Treatments applied to the nail (topical treatments)
Fungal treatments applied to the nail work less well than those taken by mouth. They are most effective if the infection is treated at an early stage. The treatments used most often are amorolfine nail lacquer and tioconazole nail solution. Alone, they may not be able to clear the deeper parts of an infected nail, though regular removal of abnormal nail material with clippers or filing can help with this. Used in combination with an antifungal remedy taken by mouth, they increase the chance of a full recovery. Such treatments may have to be used for a period of 4 to 12 months before a response is noted. The course of treatment is shorter for fingernail infections. The cure rate with topical agents alone, is low, approximately 15-30%. Topical treatments are safe though side effects such as local redness and irritation can occur.
Treatment by mouth (oral treatments)
1. Griseofulvin has been used for many years and is the only one of the three medicines licensed for use in children. It is only absorbed fully if taken with fatty foods (e.g. dairy products and milk), and long courses of treatment are usually needed (6 to 9 months for fingernails, and up to 18 months for toenails). Even so, only about three-quarters of infected fingernails and one-third of infected toenails will clear up.
Relapses are common.
2. Terbinafine and itraconazole have largely replaced griseofulvin. They work better and much more quickly, although only about 50% of nail infections are cured. Terbinafine should be considered as first-line treatment for dermatophyte fungi, which is the cause for the condition known as athlete’s foot. It is taken daily for 6 weeks for fingernail infections and 12-16 weeks for toenail infections.
3. Itraconazole is effective in treating dermatophytes; it is also useful for treating other fungi such as yeasts. It is often given in bursts for one week every month – because it is deposited into the cuticle of the nail and continues to be effective for a few weeks. Two of these weekly courses, taken 21 days apart, are usually enough for fingernail infections and three for toenail infections.
4. Fluconazole can be effective for Candida fungal infections. It is currently not licensed for fungal nail infections. It appears to be less effective than itraconazole and terbinafine but remains an alternative if someone is not able to tolerate these two medications.

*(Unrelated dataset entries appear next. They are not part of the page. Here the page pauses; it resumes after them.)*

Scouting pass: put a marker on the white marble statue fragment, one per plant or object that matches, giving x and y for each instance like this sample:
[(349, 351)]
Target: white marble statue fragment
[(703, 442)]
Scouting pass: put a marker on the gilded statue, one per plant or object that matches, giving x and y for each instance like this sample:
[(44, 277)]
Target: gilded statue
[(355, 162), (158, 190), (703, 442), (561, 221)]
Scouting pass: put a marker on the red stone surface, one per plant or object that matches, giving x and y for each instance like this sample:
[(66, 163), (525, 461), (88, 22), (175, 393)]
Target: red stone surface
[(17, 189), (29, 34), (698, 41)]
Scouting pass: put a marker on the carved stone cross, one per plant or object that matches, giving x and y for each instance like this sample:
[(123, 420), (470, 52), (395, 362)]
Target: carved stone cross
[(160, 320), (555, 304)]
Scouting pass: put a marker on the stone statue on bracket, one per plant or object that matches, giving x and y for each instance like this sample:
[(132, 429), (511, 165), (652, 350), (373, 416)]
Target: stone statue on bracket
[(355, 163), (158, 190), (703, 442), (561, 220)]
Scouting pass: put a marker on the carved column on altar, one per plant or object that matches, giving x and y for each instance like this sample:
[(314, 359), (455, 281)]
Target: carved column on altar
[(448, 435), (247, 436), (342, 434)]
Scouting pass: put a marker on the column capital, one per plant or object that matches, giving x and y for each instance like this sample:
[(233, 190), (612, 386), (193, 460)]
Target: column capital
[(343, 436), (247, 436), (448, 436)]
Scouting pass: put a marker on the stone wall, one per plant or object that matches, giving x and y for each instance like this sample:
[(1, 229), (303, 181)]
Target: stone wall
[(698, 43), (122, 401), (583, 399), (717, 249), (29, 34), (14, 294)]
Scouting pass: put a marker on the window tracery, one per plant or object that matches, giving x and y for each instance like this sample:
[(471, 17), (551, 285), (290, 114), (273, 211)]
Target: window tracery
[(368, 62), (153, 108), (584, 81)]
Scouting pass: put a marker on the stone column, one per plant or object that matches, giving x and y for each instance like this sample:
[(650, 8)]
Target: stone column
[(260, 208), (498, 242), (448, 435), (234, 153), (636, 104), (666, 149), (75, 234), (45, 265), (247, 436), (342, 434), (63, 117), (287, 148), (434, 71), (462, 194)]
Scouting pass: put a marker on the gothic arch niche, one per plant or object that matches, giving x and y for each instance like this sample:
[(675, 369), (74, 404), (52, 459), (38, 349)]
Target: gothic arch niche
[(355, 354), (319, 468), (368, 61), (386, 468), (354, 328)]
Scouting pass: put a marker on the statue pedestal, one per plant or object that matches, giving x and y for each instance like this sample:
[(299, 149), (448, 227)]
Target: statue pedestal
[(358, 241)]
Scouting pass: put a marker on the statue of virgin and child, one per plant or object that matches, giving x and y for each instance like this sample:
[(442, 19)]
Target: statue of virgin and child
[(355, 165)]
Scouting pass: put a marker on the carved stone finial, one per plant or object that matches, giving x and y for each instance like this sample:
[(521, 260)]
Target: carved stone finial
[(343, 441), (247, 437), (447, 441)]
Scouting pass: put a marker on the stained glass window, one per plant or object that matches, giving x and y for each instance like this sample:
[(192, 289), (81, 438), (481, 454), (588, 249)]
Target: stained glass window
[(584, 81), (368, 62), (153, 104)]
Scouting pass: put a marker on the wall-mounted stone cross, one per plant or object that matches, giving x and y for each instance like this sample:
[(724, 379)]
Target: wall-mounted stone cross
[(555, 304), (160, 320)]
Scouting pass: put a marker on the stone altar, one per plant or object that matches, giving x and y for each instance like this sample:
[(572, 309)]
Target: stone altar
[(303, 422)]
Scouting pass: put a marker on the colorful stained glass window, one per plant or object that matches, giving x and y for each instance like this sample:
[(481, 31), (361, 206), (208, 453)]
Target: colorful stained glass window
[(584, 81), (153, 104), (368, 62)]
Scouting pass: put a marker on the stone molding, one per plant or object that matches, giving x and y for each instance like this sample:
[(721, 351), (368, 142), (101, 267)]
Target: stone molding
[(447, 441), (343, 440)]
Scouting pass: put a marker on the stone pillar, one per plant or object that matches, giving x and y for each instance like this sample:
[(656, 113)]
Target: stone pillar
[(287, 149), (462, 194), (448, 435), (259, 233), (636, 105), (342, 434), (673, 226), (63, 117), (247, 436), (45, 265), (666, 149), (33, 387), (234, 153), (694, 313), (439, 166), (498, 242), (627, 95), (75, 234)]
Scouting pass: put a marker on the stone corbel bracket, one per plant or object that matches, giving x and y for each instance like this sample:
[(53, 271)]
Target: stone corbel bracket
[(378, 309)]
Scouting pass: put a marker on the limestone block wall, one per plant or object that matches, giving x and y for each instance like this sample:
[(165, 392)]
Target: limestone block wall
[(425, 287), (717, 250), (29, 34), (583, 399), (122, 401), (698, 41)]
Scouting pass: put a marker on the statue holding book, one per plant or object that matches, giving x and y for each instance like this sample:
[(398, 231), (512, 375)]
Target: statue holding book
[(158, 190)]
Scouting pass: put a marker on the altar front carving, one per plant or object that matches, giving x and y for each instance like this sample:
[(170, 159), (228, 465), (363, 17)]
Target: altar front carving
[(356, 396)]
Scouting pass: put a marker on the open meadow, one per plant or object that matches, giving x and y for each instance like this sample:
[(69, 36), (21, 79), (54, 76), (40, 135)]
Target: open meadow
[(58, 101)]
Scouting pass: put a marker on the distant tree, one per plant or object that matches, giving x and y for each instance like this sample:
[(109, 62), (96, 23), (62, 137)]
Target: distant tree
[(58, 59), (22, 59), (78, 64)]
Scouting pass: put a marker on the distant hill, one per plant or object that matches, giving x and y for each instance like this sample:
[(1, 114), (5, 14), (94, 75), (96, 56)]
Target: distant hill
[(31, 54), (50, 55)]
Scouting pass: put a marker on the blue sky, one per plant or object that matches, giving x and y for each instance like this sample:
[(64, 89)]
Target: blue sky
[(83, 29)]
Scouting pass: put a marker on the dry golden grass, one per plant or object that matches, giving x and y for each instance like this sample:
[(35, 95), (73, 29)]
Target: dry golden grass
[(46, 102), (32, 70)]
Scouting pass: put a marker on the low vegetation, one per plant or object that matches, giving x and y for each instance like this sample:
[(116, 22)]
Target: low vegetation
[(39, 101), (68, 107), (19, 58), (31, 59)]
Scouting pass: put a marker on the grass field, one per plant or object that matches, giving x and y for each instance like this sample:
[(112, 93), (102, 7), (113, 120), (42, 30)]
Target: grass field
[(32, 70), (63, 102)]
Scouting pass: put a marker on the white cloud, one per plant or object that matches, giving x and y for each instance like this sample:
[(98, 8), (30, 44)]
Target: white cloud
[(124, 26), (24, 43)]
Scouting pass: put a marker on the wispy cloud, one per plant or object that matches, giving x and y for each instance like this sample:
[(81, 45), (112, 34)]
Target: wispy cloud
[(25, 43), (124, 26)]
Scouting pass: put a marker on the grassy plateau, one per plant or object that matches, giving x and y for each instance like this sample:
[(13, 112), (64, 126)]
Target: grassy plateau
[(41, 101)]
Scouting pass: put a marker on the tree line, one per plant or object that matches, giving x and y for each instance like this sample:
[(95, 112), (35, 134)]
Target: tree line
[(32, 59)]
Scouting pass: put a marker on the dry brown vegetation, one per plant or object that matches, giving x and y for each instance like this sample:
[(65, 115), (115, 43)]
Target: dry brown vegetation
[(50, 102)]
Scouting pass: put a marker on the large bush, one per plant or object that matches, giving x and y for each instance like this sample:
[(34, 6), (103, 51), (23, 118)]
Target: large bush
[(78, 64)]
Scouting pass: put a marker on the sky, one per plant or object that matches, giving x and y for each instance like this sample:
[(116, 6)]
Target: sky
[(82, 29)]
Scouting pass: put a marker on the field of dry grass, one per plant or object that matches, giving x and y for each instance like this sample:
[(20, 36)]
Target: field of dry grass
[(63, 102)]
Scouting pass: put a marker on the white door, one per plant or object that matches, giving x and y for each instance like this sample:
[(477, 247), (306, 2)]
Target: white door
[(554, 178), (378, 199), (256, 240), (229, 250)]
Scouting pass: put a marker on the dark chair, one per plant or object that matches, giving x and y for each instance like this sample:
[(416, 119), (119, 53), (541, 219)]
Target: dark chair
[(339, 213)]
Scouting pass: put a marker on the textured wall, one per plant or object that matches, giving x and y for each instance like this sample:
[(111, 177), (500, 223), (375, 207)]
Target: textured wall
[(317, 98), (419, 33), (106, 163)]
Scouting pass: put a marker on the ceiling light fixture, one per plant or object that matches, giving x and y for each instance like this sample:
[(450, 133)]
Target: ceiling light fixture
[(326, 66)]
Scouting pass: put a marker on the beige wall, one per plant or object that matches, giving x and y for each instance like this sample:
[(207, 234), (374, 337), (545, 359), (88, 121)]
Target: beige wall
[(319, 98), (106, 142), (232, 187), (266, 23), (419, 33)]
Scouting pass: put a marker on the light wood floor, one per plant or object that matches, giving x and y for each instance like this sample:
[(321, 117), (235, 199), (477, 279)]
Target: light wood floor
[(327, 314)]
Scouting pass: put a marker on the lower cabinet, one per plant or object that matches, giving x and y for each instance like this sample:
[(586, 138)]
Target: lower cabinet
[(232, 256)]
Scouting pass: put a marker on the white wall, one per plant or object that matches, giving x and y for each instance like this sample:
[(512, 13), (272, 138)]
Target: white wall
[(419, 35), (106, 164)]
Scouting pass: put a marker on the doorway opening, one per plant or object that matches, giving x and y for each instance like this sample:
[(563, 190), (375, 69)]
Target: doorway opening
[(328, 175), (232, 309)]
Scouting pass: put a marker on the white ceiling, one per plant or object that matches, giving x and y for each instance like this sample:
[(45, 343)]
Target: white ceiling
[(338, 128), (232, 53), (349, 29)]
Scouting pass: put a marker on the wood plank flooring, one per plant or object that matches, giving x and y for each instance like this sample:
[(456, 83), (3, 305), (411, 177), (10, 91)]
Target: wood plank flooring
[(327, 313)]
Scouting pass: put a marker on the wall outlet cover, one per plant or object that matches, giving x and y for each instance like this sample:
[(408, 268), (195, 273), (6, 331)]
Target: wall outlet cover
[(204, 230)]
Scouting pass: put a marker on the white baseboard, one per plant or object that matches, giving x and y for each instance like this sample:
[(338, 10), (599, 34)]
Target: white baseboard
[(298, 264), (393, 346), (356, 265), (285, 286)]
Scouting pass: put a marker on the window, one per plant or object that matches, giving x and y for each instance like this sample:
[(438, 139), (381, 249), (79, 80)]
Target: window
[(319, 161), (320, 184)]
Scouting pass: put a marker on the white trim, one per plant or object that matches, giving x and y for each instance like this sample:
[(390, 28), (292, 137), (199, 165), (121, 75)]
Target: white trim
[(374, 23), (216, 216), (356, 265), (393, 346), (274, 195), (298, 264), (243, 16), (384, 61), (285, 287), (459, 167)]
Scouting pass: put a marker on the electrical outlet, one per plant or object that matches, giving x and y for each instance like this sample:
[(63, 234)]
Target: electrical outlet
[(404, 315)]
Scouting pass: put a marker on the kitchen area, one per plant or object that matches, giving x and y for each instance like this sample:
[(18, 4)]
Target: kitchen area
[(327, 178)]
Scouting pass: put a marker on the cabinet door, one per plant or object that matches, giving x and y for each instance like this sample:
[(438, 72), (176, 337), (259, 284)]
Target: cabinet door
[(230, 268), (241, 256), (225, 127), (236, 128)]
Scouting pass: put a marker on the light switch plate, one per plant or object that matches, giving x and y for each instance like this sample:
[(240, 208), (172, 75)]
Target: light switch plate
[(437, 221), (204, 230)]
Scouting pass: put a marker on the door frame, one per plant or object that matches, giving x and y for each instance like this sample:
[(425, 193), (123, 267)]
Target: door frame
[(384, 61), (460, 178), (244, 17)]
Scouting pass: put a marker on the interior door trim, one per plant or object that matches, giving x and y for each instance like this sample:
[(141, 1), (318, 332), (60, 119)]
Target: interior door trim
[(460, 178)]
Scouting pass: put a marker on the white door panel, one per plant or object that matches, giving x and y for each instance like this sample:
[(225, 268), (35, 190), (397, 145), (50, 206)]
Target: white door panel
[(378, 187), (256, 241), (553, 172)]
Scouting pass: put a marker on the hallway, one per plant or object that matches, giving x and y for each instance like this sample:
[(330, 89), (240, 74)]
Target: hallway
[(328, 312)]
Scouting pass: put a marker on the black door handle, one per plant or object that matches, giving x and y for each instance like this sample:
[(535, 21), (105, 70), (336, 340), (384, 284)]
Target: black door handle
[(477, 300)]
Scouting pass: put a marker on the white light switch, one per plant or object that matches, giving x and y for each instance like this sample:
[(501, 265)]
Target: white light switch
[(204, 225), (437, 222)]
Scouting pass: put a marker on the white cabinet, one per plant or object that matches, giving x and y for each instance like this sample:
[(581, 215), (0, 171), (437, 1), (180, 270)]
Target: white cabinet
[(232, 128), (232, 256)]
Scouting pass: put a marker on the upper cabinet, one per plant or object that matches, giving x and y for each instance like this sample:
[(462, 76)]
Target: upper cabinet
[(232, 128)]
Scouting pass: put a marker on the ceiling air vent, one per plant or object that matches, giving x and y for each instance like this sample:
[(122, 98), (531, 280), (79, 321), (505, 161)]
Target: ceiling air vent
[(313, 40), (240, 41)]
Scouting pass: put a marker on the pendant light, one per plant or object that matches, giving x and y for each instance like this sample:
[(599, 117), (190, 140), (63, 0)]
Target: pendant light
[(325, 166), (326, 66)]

Are there any side effects from the treatments?
Oral treatments are more likely to cause side effects than topical ones. Terbinafine occasionally causes a potentially severe allergic reaction that can make some skin conditions worse or even permanently affects one’s sense of taste. Itraconazole should not be taken if you are on certain medications. Your doctor will advise you about that. Both terbinafine and itraconazole can affect the liver, and your foot pain specialist in Singapore may arrange for blood tests to ensure that this medication is suitable before and during your nail treatment.